This section is from the book "American Game Fishes", by W. A. Perry. Also available from Amazon: American Game Fishes: Their Habits, Habitat, and Peculiarities; How, When, and Where to Angle for Them.
If the descriptions of the appearance and habits of the Black Bass by the authors of the angling-books before mentioned are so brief or inexact, what do they say as to the methods of angling for this grand game-fish?
Brown says: "He is angled for in the usual way, and with the same arrangement of tackle as the Striped Bass or Salmon; and with some enthusiastic western sportsmen is thought to give more amusement than either. But the most active and exciting mode of pursuit is with the trolling-rod and boat." His Buffalo correspondent treats briefly and vaguely of still-fishing with minnows and crawfish.
Another one states that: "The most beautiful mode of angling for them known, is trolling either with live bait or an artificial fly of large size and gay appearance," and gives the formula for the "fly," as follows: "Body of a peacock feather, wings of bright scarlet kerseymere and white pigeon feathers; or, the feather stripped from a white goose-quill, and wound round like the hackle, and surmounted with thin strips of scarlet for wings." Shades of Cotton!

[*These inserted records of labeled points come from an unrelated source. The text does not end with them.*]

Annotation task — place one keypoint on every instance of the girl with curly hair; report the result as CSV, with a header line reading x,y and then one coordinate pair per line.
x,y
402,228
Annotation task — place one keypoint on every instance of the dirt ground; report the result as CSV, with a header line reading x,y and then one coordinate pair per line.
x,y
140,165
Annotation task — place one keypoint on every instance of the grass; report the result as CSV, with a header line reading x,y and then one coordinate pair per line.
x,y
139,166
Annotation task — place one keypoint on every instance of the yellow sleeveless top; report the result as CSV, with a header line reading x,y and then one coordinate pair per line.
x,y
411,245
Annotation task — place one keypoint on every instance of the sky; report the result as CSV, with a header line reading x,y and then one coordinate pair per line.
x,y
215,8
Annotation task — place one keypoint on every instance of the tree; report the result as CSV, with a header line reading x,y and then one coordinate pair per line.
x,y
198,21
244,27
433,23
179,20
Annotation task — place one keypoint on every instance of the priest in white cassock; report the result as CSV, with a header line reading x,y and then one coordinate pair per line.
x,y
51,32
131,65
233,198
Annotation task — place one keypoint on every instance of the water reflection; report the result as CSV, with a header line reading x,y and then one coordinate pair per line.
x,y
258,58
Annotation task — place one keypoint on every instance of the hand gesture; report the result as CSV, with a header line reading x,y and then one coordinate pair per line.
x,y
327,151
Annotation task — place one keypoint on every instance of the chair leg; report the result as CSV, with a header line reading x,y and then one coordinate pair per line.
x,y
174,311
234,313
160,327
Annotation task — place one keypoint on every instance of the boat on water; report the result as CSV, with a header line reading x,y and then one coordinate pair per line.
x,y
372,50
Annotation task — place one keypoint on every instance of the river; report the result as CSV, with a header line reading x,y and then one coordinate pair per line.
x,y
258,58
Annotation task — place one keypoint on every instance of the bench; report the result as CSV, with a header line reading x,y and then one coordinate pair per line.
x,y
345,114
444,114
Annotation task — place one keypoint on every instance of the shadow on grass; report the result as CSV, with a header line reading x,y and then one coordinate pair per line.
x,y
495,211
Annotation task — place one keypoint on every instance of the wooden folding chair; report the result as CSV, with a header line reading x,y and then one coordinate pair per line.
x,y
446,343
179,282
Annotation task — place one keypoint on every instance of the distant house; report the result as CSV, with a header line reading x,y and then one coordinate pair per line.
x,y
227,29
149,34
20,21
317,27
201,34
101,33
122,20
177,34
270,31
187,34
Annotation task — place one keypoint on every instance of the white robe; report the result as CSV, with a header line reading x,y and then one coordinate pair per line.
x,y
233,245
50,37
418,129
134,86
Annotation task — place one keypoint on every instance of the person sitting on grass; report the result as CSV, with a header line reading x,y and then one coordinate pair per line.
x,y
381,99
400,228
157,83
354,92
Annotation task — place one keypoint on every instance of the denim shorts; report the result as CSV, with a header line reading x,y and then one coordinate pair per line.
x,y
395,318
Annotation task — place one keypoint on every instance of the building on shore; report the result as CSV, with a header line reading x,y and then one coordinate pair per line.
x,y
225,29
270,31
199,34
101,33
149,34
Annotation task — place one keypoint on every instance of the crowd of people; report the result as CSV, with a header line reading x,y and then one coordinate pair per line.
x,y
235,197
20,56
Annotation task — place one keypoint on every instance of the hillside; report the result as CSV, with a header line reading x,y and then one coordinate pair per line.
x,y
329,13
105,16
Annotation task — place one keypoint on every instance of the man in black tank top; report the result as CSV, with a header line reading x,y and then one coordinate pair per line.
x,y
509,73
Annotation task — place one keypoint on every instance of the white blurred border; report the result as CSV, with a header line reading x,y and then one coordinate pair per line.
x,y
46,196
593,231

In a later edition of Brown's book, a Detroit correspondent says: "The modes of taking this delicious fish are by trolling, and still-fishing with the rod and reel," and gives very good, but short descriptions of these methods of fishing, as then practiced.
Herbert throws no additional light on the subject, but after quoting the same correspondents as Brown, states in addition: "A friend of my own has killed many of this fine Bass with a large red hackle, with a gold tinsel body, and also with a green-tailed grannam."
Roosevelt, as before stated, is the only author mentioned who writes intelligently of Black-Bass fishing. He says: "They will take minnows, shiners, grasshoppers, frogs, worms, or almost anything else that can be called a bait.
They may be captured by casting the fly as for Salmon or Trout, and this is by far the most sportsman-like way, but the most destructive and usually resorted to is trolling." But, unfortunately, the only personal description of Black Bass fishing he gives is by trolling with large flies.
The only experience related by Norris is this: "I have taken this Bass in the vicinity of St. Louis, on a moonshiny night, by skittering a light spoon over the surface of the water, while standing on the shore."
Scott devotes just three lines to Black Bass fishing: "This fish is taken by casting the artificial fly, or by trolling with the feathered spoon, with a minnow impaled on a gang of hooks, and forming spinning tackle."
In the light of the present literature of the Black Bass, these antiquated ideas are quite amusing, while in the matter of tools and tackle they seem very crude when contrasted with our present light and comely bait-rods and fly-rods, to say nothing of improved reels, lines, and hooks.
But while these Nestors of the gentle art were recommending Salmon rods, and Striped Bass rods and heavy trolling-rods for a fish they knew nothing or very little about, prac-ticallv, the true Black Bass fishers of the then West and Southwest were using light cane rods, Kentucky reels, and the smallest sea-grass lines. They knew nothing of Salmon, Striped Bass, or trolling rods, and had no use for them had they known them.
More than thirty years ago I saw anglers in Kentucky and Southern Ohio using natural cane rods, ten feet long and weighing but a few ounces (much lighter, in fact, than any trout fly-rod then in vogue), with Frankfort reels affixed by grooved metal reel-seats to these native cane rods. This gave me my first idea of short and light bait-rods for Black Bass fishing.
Until a few months before this, as a boy in Baltimore, I had used similar jointed cane rods, of my own construction, for White Perch and small Striped Bass in the Patapsco River, and for Brook Trout in the mountain streams of Pennsylvania, Maryland, and Virginia. From this idea was gradually evolved, some ten years later, the "Henshall" Black Bass rod, eight and a quarter feet long, and eight ounces in weight. Up to this time there were no jointed rods to be had of less than twelve feet in length, (except the heavy Striped Bass rods), or weighing less than fifteen ounces.
Lighter rods suggested and demanded lighter and smaller lines and improved reels, so that at the present day we have implements and tackle for Black-Bass fishing as light and comely, as elegant and suitable as those for Brook Trout fishing; and it is in the use of such tools that the full enjoyment of Black-Bass fishing is realized.